Entre start up et multinationale, quelle est la taille idéale d’une entreprise ?

par Blaise Matthey, Directeur général de la Fédération des Entreprises Romandes Genève (FER Genève).

“Big is back”, titre The Economist du 29 août 2009. Depuis le bestseller "Small is beautiful" de E. F. Schumacher, paru en 1973, et qui a influencé toute une génération d’économistes, un brin de méfiance à l’égard des superstructures s’est fait jour. Le développement des nouvelles technologies de communication, ainsi que l’ouverture des marchés par le biais de la dérégulation, ont d’ailleurs permis l’éclosion d’une multitude de start up florissantes. Il est tentant de penser que le salut viendra de PME vivant sur un mode innovant et flexible à l’extrême.

La réalité est un peu différente. Si l'écrasante majorité de l'économie est composée de PME, les grands employeurs sont pour l'essentiel des entreprises d'une taille respectable. Et si beaucoup de ces noms prestigieux, comme Pan Am, ont disparu, d’autres, comme Nestlé, Novartis, Procter et Gamble, Toyota, ne cessent de fleurir. Travailler pour ces sociétés s’avère être gratifiant, leurs employés bénéficiant de conditions de travail qui sont généralement meilleures que celles que peuvent offrir des PME.

La bonne nouvelle, c’est que ces grandes structures tiennent maintenant compte avec beaucoup de soin de leur environnement économique, social et politique. Elles effraient moins par leur puissance que dans le passé. Le risque d'image est en effet tellement globalisé qu'elles ne peuvent plus se permettre d'ignorer à qui elles sous-traitent leur production, raison pour laquelle les chaînes de production sont de plus en plus ramenées à l’interne. Cet important facteur est accompagné d’un autre développement : de nombreuses compagnies ont désormais compris comment garder en leur sein une âme d’entrepreneur tout en étant de grande taille, ce qui profite à leur créativité.

Mais le plus intéressant, et peut-être le plus inquiétant, c'est que cette prise en compte s'accompagne d'un effet indirect qui favorise les grandes structures, effet qu'elles n'on pas forcément désiré et qui peut être de nature à créer des distorsions concurrentielles. Dans le monde entier, les dérives de certaines grandes entreprises, comme Enron, ont conduit à un très net renforcement des législations, au point que même l'association de quartier n'échappe plus à une réflexion sur sa gouvernance. Tout cela a un coût que les grandes structures peuvent absorber plus facilement que les plus petites, lesquelles ne peuvent cependant pas échapper à la réglementation. Le danger de créer indirectement de nouveaux monopoles, par le jeu de l'excès législatif, est donc bien réel.
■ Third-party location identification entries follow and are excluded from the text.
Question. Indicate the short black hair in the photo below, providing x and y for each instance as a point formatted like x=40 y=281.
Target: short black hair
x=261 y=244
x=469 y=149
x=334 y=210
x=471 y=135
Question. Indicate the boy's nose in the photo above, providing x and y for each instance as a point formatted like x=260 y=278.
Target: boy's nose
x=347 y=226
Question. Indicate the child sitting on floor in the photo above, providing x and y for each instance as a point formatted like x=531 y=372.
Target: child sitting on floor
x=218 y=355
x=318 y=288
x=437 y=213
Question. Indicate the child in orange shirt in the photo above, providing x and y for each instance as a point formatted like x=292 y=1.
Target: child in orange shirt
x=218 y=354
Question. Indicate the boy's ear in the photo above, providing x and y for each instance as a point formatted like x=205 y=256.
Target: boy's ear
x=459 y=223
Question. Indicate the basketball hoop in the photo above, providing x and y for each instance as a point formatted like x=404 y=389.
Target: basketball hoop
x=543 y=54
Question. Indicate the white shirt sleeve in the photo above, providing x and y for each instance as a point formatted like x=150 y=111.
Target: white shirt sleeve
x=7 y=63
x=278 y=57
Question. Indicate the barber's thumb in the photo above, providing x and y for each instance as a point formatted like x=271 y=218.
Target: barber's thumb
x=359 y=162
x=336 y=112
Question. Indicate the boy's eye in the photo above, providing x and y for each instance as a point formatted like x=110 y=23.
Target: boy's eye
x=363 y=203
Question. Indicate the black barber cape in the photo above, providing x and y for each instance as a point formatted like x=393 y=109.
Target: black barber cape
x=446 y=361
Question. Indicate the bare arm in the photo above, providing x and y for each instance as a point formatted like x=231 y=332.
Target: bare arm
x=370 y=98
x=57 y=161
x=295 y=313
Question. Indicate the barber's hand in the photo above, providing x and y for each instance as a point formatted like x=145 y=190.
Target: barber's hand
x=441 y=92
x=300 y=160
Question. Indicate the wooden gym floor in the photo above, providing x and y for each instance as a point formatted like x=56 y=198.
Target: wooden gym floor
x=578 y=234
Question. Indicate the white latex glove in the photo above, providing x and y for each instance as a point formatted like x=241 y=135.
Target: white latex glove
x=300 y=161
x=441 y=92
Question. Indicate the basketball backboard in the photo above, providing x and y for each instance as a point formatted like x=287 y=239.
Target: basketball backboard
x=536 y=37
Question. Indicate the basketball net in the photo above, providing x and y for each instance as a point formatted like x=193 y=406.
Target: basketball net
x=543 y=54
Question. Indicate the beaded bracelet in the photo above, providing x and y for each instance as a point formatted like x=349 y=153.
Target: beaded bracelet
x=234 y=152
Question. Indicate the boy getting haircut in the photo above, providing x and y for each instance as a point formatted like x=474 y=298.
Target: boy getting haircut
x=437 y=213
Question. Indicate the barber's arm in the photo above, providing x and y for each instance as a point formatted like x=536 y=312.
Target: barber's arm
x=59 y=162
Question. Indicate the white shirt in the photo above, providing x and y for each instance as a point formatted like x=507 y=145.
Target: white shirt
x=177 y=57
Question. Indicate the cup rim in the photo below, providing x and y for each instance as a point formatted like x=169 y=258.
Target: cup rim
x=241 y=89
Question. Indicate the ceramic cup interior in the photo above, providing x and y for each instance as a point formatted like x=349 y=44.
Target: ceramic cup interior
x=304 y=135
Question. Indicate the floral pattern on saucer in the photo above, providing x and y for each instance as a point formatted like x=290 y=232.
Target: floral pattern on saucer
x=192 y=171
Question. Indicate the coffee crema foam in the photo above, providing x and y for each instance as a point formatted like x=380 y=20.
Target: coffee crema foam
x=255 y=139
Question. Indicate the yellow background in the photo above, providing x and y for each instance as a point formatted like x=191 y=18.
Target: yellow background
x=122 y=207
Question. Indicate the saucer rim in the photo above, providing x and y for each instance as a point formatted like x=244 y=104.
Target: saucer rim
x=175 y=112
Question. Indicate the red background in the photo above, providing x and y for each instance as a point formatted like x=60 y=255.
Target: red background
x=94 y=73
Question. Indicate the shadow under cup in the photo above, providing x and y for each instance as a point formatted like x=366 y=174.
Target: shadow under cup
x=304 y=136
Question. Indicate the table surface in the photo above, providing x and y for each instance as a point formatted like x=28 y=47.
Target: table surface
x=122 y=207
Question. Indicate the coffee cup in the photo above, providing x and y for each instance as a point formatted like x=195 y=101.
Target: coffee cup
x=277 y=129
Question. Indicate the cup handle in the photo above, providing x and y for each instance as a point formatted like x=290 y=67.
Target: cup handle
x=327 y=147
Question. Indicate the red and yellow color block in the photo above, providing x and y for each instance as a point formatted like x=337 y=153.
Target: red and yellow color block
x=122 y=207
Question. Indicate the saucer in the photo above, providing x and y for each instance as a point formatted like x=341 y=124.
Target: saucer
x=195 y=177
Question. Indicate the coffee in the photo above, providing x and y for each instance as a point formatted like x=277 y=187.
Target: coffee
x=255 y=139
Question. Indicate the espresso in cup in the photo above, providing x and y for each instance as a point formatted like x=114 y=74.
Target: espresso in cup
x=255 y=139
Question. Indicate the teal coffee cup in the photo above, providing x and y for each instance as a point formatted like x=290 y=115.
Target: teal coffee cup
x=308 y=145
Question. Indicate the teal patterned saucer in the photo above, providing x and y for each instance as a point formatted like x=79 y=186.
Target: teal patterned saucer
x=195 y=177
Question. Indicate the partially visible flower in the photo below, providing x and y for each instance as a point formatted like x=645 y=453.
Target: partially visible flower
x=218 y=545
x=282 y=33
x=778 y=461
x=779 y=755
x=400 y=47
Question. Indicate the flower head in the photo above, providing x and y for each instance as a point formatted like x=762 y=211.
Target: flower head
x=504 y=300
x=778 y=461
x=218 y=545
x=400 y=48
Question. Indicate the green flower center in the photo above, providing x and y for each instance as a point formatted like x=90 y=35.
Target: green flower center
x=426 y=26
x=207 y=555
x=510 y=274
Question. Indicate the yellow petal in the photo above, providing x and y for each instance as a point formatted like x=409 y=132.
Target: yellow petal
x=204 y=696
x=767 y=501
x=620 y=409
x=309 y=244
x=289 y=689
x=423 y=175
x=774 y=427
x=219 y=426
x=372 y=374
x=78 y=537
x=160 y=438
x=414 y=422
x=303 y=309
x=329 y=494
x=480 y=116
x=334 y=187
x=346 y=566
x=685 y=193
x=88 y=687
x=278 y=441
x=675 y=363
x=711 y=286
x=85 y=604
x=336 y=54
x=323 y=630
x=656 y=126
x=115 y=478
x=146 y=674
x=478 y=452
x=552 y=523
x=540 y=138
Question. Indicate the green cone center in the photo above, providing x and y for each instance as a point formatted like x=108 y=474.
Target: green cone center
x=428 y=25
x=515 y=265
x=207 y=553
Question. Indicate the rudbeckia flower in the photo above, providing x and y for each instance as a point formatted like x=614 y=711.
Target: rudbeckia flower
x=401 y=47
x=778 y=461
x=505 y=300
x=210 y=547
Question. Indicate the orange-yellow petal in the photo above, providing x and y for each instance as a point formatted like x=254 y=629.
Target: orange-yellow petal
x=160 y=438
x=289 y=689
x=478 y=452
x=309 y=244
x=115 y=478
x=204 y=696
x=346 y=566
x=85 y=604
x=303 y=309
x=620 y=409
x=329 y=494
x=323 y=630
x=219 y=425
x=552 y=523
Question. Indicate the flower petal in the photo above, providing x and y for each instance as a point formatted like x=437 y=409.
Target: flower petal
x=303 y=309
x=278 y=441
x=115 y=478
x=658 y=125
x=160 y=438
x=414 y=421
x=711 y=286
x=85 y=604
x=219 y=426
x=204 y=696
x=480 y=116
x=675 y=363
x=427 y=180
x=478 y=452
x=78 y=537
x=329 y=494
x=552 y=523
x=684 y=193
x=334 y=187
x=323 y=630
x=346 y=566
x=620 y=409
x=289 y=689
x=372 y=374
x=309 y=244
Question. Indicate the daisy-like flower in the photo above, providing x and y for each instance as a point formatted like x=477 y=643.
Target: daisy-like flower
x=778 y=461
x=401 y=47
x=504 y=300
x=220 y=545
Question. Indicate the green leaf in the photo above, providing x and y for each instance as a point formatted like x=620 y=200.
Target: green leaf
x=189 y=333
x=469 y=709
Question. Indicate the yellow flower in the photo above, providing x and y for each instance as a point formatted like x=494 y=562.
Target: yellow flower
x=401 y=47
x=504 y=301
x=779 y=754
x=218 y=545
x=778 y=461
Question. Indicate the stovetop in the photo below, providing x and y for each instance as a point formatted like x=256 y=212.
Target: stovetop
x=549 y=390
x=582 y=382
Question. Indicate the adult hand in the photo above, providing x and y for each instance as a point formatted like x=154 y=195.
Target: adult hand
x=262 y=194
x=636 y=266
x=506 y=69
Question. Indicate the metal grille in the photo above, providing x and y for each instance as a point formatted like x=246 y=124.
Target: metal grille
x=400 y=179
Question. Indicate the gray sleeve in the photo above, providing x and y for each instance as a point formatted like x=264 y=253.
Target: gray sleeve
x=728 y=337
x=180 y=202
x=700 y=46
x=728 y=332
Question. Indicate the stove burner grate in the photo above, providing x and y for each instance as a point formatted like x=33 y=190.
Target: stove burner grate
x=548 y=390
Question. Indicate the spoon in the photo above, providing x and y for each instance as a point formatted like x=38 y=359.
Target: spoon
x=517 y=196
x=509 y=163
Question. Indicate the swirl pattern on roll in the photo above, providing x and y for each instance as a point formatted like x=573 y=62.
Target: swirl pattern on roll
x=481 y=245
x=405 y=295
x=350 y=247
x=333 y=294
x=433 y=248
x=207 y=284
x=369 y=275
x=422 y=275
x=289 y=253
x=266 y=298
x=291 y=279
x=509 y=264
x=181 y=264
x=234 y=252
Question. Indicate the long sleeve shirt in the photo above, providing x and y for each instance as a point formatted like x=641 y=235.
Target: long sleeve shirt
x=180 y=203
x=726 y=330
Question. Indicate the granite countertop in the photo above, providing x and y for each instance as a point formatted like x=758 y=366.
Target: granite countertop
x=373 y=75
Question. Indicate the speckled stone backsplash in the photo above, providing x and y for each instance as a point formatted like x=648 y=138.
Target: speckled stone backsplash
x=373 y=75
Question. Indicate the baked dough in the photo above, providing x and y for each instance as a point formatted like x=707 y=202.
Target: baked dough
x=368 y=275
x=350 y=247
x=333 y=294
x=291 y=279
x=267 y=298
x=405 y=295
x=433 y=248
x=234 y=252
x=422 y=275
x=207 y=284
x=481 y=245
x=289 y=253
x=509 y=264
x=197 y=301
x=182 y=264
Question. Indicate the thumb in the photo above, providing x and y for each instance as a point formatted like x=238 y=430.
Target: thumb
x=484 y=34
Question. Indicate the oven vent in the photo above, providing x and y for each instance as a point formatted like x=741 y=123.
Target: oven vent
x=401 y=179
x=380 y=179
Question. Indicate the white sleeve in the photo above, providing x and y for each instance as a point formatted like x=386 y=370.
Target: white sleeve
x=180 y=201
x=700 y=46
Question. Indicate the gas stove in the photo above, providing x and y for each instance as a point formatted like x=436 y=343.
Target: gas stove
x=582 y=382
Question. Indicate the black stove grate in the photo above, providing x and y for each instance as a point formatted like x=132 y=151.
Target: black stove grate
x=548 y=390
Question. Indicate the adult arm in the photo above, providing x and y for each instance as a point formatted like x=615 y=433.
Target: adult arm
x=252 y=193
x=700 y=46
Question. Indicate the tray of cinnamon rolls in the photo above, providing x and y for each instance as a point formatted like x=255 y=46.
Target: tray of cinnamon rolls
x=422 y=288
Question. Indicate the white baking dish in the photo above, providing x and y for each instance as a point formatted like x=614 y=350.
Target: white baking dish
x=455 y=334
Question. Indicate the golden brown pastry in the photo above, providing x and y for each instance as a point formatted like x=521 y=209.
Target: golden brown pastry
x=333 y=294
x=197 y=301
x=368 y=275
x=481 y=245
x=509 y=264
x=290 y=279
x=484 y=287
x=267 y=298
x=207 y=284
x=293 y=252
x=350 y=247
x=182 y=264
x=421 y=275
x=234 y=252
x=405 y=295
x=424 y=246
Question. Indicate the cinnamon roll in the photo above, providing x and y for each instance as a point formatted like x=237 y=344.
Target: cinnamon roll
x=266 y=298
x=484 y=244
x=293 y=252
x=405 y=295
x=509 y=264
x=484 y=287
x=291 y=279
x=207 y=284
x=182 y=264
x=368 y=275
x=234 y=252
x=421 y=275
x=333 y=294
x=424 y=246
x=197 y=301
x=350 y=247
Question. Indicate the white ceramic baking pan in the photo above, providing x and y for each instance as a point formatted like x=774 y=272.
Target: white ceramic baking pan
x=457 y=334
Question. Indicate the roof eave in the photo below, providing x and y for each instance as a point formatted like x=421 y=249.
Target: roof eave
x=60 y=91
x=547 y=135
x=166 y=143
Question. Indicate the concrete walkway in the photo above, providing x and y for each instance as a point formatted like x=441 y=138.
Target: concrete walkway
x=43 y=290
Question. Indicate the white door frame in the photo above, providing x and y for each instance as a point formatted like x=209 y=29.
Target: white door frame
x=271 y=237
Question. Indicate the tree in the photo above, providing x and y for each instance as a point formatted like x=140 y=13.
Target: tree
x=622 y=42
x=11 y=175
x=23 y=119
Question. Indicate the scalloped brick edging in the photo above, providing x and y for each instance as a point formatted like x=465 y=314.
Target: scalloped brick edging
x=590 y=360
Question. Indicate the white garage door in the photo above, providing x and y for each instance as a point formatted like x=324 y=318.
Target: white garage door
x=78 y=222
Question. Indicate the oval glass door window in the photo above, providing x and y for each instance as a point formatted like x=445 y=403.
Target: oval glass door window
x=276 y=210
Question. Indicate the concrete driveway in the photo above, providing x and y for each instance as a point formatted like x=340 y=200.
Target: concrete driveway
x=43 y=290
Il s'agit d'y veiller en rappelant que toutes les grandes entreprises ont d'abord été petites ; l'inverse est moins vrai. Apple et Microsoft ont vu le jour dans un garage qu'elles ont quitté depuis longtemps. Elles n'auraient pu d'ailleurs y survivre. La clé de leur réussite, et de leur croissance, tient peut-être au fait qu'elles se sont simplement concentrées sur leur core business, sans essayer de diversifier leurs activités à l'infini. Et c’est en poursuivant une ligne stratégique simple, mais hautement flexible et modulable – pensez à l'iPhone -, qu’elles ont grandi.  Une chose est sûre cependant : la réglementation, certes touffue dans ce domaine, ne les a pas empêchées de croître face aux géants de l'époque, ce dont chacun se félicite en ouvrant son PC.

Pour que le small demeure beautiful, et puisse un jour produire du big, il faut donc non seulement s'assurer que la concurrence règne sur les marchés, avec des règles spécifiques à cet égard, mais aussi faire en sorte que le reste de la législation ne soit pas conçu de telle manière à empêcher les nouveaux acteurs d'y entrer. C'est le sens des combats contre des réglementations inadaptées qui sont menés par tous ceux qui croient en une économie libérale construite autour de la diversité. Dans l'intérêt de tous : big and small are beautiful.